Accomodating Intermittent Leave

I have an employee who has returned to work working only 4 hours each morning after being off on FMLA since March 21, 2011 due to cancer treatment. This employee is an loan officer within our Illinois banking institution and has worked with our organization for 26 years. His doctor has released him to 1/2 days as tolerated. He has experienced significant hearing loss nausea and tires easily. We are a very family friendly organization who tries to accomodate our employees more than is legally necessary. However, he just returned to work on Tuesday, July 5th & 6th and this am called in sick. We are beginning to think his idea to return to work so soon is not in his best interest or ours as a business. He is a salaried employee and has exhausted all accrued time. He technically does not meet the exempt criteria but has always been treated as such. Is it ok to pay him only based on the number of hours he works if he continues to try to work 1/2 days? And, is it possible to recommend to him to not return to work for a few months to gain back his strength and collect his long-term disability compensation while he is off work? I have only been practicing in this wonderful world of HR for about 3 years and have not yet experienced this type of situation. FMLA and ADA can be really confusing and I just want to make sure I am taking the correct and legal steps. Your quick advise is very much appreciated! Thank you!


  • 7 Comments sorted by Votes Date Added
  • FMLA is the one area where you can pay an exempt employee on an hourly basis. Pay him for the hours he works, and charge the hours he is off to his FMLA total.

    You can always go above and beyond this, but just remember that you are setting a precedent which may come back to bite you later.

    You cannot make recommendations as to when he should come back to work. If he has been released by his doctor, you must accept it. If he feels he is too tired or has issues with his pay, he may decide to talk to his doctor about his return to work himself.

    Good luck!
  • As usual, I agree with Nae. . well said.
  • Thank you so much for your feed back to confirm for me my options in this particular situation. You have been a great help!!
  • I disagree that you have to accept a doctor's release note. Requiring that note is basically for your protection in case he injures himself by working. If he is not able to perform the essential functions of the job a with reasonable accommodation, you can place him on leave or terminate regardless of what his doctor says. Having said that, I'd wait a couple of weeks and see what his attendance record is.

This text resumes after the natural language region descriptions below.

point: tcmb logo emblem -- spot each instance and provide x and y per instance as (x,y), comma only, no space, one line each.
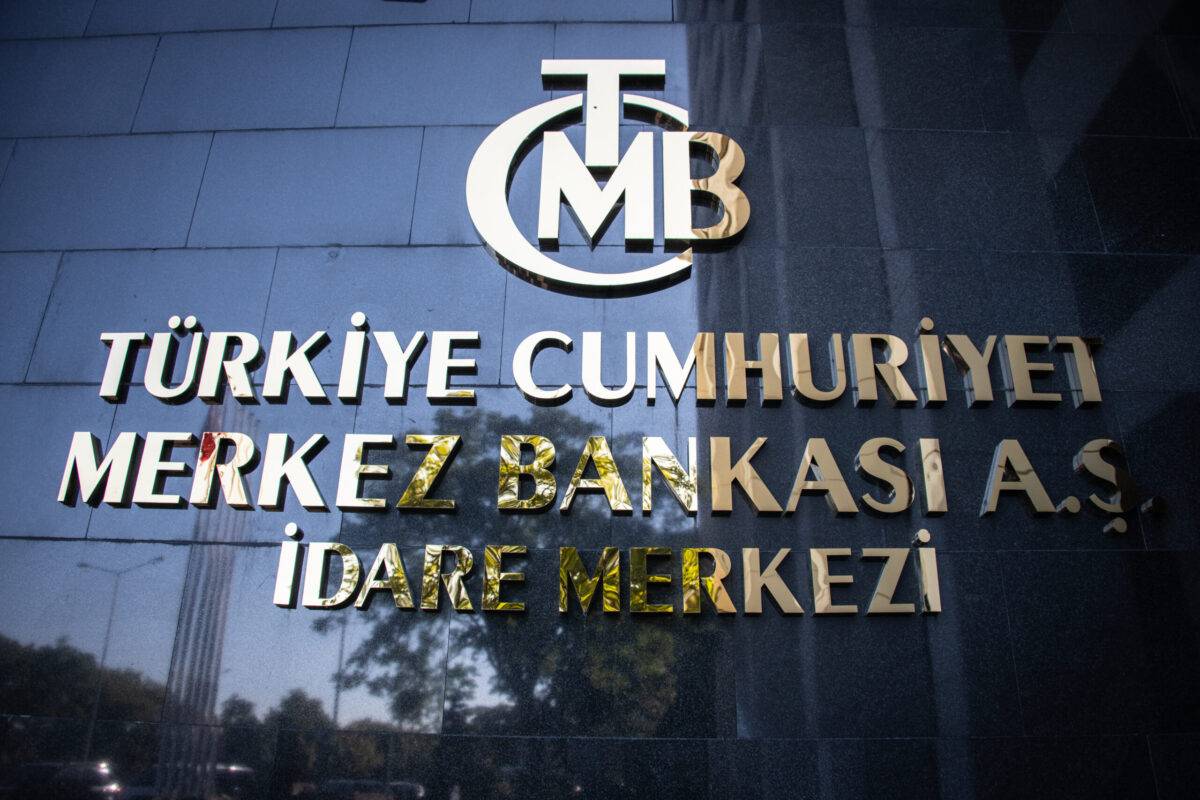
(630,178)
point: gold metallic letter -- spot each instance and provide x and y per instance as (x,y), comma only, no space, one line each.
(1012,471)
(640,581)
(493,576)
(571,572)
(682,483)
(511,469)
(712,584)
(822,593)
(432,576)
(442,450)
(609,481)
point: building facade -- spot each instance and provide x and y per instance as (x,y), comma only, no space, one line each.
(941,322)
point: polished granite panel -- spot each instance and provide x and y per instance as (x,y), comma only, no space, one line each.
(1159,431)
(1015,14)
(549,674)
(138,292)
(1141,307)
(72,86)
(997,166)
(484,74)
(1104,642)
(808,74)
(21,19)
(300,420)
(1078,84)
(258,79)
(1185,55)
(307,187)
(40,422)
(471,476)
(161,16)
(981,191)
(89,627)
(28,278)
(299,13)
(760,11)
(101,191)
(399,289)
(574,11)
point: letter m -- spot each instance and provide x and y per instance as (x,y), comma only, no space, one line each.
(565,176)
(85,471)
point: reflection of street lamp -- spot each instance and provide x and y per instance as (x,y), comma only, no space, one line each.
(108,631)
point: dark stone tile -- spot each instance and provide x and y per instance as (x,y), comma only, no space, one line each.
(39,422)
(154,17)
(1139,305)
(1110,16)
(153,758)
(1145,193)
(19,19)
(307,187)
(28,278)
(89,623)
(300,13)
(725,74)
(808,76)
(1159,435)
(1013,14)
(1104,642)
(1175,16)
(471,477)
(1185,55)
(319,289)
(808,187)
(1175,765)
(72,86)
(390,660)
(257,79)
(979,191)
(1073,85)
(139,292)
(828,12)
(911,78)
(486,74)
(101,192)
(575,11)
(441,216)
(545,673)
(954,667)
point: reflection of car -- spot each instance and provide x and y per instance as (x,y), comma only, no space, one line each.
(60,781)
(355,789)
(229,782)
(407,791)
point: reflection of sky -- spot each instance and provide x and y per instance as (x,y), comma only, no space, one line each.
(46,597)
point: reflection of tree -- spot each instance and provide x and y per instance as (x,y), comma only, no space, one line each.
(60,680)
(529,673)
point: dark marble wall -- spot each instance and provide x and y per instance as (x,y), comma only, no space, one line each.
(1001,166)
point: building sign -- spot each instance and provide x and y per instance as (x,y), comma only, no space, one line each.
(883,475)
(630,178)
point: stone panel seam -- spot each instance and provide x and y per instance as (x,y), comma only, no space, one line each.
(90,14)
(41,323)
(1012,642)
(145,83)
(270,288)
(417,186)
(198,190)
(1173,72)
(346,68)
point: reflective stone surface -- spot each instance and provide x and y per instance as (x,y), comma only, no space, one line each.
(1024,167)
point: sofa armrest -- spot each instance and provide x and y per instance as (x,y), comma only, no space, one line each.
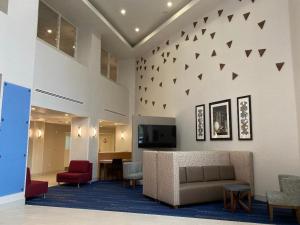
(168,178)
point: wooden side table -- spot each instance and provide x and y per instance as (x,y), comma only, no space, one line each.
(237,193)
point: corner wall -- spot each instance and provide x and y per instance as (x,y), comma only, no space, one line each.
(201,80)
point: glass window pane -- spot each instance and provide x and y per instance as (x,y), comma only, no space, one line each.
(47,24)
(104,62)
(67,39)
(113,68)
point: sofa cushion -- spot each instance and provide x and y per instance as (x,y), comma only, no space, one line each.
(226,173)
(79,166)
(194,174)
(182,175)
(211,173)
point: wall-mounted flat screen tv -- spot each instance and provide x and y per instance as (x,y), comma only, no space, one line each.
(156,136)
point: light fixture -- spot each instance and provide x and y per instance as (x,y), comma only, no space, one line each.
(169,4)
(122,135)
(79,132)
(94,132)
(30,133)
(123,12)
(39,133)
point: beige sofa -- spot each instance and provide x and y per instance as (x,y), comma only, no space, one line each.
(161,177)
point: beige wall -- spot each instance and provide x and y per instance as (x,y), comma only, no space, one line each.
(275,130)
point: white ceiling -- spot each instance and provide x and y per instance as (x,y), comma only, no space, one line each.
(116,32)
(145,14)
(50,116)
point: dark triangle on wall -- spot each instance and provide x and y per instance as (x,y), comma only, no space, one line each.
(261,52)
(229,44)
(246,15)
(234,76)
(279,66)
(220,12)
(195,24)
(248,52)
(222,65)
(214,53)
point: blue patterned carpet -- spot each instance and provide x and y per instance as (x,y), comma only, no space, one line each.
(112,196)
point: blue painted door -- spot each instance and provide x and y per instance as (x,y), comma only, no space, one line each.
(13,138)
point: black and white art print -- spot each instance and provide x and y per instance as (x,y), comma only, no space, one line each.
(200,122)
(244,118)
(220,120)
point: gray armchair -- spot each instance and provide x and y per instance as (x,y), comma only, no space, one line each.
(132,171)
(288,196)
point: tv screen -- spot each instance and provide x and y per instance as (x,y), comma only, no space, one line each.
(156,136)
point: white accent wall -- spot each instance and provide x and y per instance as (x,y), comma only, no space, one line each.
(275,130)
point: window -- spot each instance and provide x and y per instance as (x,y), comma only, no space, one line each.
(109,66)
(67,39)
(4,6)
(47,24)
(55,30)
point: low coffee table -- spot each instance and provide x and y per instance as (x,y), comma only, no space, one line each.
(236,194)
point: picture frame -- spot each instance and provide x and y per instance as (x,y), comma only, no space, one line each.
(220,120)
(244,112)
(200,123)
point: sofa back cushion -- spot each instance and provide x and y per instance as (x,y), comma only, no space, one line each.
(211,173)
(227,173)
(194,174)
(182,175)
(79,166)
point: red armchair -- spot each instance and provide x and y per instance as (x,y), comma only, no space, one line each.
(80,171)
(35,188)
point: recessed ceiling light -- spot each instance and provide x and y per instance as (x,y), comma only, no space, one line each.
(169,4)
(123,12)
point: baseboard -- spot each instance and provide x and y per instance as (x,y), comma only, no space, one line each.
(16,199)
(260,198)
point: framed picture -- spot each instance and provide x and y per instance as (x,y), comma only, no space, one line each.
(244,118)
(220,120)
(200,122)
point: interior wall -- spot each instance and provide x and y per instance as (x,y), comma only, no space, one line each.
(54,149)
(201,80)
(137,153)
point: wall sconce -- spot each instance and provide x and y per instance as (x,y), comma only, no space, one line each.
(30,133)
(79,132)
(122,136)
(39,133)
(94,132)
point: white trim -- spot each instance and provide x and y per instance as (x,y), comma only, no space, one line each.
(18,198)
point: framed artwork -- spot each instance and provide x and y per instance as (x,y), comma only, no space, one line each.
(220,120)
(244,118)
(200,122)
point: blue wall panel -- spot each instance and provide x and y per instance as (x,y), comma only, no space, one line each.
(13,138)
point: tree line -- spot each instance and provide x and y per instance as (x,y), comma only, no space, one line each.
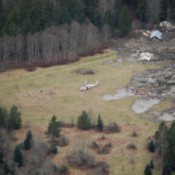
(53,45)
(163,144)
(54,31)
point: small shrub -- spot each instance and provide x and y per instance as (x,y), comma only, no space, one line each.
(104,150)
(113,128)
(151,146)
(102,169)
(94,145)
(61,169)
(53,149)
(131,146)
(80,159)
(84,121)
(63,141)
(134,134)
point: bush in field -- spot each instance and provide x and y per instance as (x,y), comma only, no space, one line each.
(147,170)
(28,140)
(113,128)
(53,148)
(151,146)
(53,128)
(99,124)
(18,156)
(81,158)
(61,169)
(63,141)
(14,121)
(84,121)
(131,146)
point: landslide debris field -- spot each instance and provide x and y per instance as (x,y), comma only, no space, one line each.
(134,94)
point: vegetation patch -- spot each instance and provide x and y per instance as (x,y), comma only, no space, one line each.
(84,71)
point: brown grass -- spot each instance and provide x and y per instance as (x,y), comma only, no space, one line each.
(55,90)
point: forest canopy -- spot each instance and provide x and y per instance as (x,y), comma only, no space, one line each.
(59,31)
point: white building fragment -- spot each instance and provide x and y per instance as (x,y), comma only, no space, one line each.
(156,34)
(146,56)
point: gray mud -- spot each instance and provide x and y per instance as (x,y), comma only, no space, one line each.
(123,93)
(142,105)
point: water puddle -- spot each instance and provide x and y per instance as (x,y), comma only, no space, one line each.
(167,117)
(123,93)
(142,105)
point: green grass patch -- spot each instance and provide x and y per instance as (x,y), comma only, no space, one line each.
(55,91)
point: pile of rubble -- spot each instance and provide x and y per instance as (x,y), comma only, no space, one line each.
(154,83)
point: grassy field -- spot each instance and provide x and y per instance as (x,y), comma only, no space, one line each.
(55,90)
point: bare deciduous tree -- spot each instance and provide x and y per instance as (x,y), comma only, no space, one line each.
(153,10)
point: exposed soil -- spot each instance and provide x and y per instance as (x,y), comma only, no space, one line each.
(150,86)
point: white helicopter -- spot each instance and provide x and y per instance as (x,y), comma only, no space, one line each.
(88,86)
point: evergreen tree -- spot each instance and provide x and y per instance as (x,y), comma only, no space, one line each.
(147,170)
(18,156)
(151,164)
(124,21)
(151,146)
(3,117)
(141,10)
(14,121)
(54,128)
(28,140)
(166,168)
(84,121)
(99,124)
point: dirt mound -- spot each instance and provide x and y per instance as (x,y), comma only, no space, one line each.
(84,72)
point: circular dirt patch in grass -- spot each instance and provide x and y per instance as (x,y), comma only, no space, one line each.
(84,72)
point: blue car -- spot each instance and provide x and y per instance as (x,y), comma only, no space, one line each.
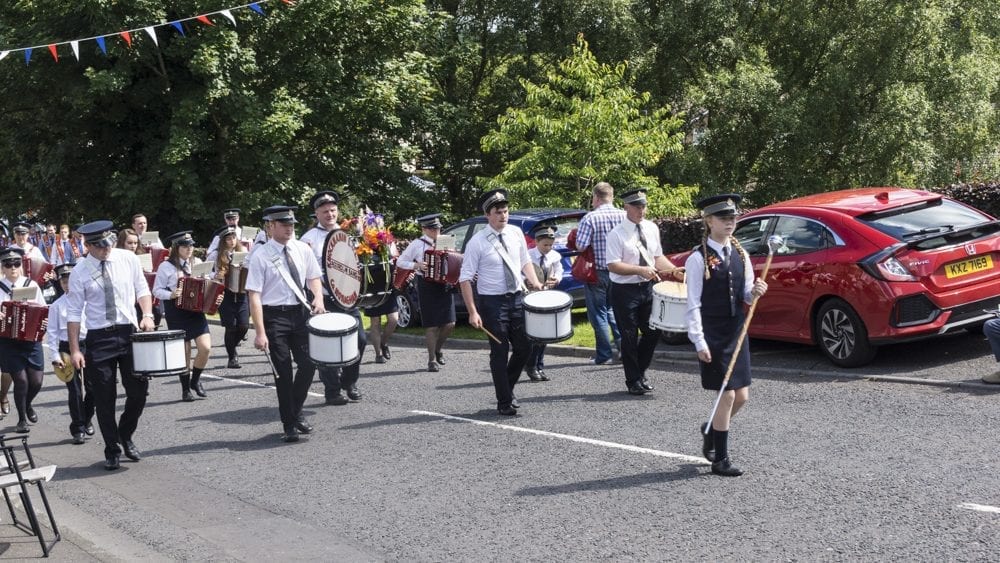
(565,221)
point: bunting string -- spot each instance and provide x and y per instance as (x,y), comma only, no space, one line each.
(150,30)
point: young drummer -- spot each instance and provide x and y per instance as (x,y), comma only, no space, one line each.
(715,317)
(549,270)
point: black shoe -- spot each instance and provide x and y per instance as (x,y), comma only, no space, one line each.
(130,450)
(707,443)
(303,426)
(338,399)
(726,469)
(637,389)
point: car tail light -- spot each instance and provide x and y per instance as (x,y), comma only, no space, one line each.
(883,265)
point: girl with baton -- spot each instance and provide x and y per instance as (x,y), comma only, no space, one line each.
(717,321)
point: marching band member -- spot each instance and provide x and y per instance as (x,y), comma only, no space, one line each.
(437,303)
(499,255)
(167,289)
(635,260)
(80,397)
(234,312)
(109,281)
(715,317)
(336,381)
(24,361)
(278,272)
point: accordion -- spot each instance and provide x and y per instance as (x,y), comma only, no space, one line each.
(443,266)
(199,295)
(22,320)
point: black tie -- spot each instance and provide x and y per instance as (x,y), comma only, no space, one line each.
(642,241)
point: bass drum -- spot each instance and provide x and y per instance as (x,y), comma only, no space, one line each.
(351,283)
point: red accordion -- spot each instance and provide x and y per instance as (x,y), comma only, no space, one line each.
(199,295)
(23,320)
(443,266)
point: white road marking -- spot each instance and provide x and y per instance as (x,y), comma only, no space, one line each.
(571,438)
(980,507)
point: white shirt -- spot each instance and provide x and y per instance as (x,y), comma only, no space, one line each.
(695,268)
(623,246)
(264,277)
(86,288)
(482,258)
(56,331)
(414,253)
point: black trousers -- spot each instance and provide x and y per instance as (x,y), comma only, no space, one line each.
(109,352)
(503,315)
(81,398)
(288,337)
(335,379)
(633,303)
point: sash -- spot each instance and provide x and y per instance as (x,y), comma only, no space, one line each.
(506,260)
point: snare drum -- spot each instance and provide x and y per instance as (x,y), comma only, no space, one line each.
(669,307)
(547,315)
(333,339)
(158,353)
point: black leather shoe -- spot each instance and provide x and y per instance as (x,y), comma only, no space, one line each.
(637,389)
(726,469)
(707,443)
(338,399)
(291,434)
(130,450)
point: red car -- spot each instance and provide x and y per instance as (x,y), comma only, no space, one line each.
(865,267)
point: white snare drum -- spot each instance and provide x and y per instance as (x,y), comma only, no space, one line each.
(333,339)
(669,307)
(547,316)
(158,353)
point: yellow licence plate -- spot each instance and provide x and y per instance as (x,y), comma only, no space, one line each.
(970,266)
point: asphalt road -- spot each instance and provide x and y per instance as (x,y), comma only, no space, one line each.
(841,464)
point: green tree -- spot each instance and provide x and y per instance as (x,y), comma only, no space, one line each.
(585,124)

It is likely he'll figure out for himself that he's not able to be there right now.
  • Has this person's FML ended? If so, do you have a regular leave of absence that you offer? While retaining a good employee is important, you also need to be sure you stick with policy as it relates to someone who has exhausted FML. If it appears the employee will soon be able to return then it might be a reasonable accomendation to work with them at this time, but we require documentation from the doctor specifying how long he will require the "as tolerated" status.
  • Traceyd, if you need more info, South Dakota Employment Law Letter editor and employment law attorney Jane Pfeifle (pronounced Fife-lee) recently (about 3 weeks ago) presented a 90-minute webinar titled, "Employees with Cancer: Responding to ADA, FMLA, Privacy & Policy Issues."


    HRLaws subscribers also have access to previous events on the subject. tk
  • If the employee is truely non-exempt, does the job description state this? I'm unclear why he's been treated as exempt if he isn't other than this is commonly done by employers. A truly exempt employee only needs to come to work some hours in the week to be paid, but of course an exempt employee must get the work done that is expected. I urge your business to clarify formally who is exempt and who is not, on the job descriptions to avoid problems in this area as well as FML.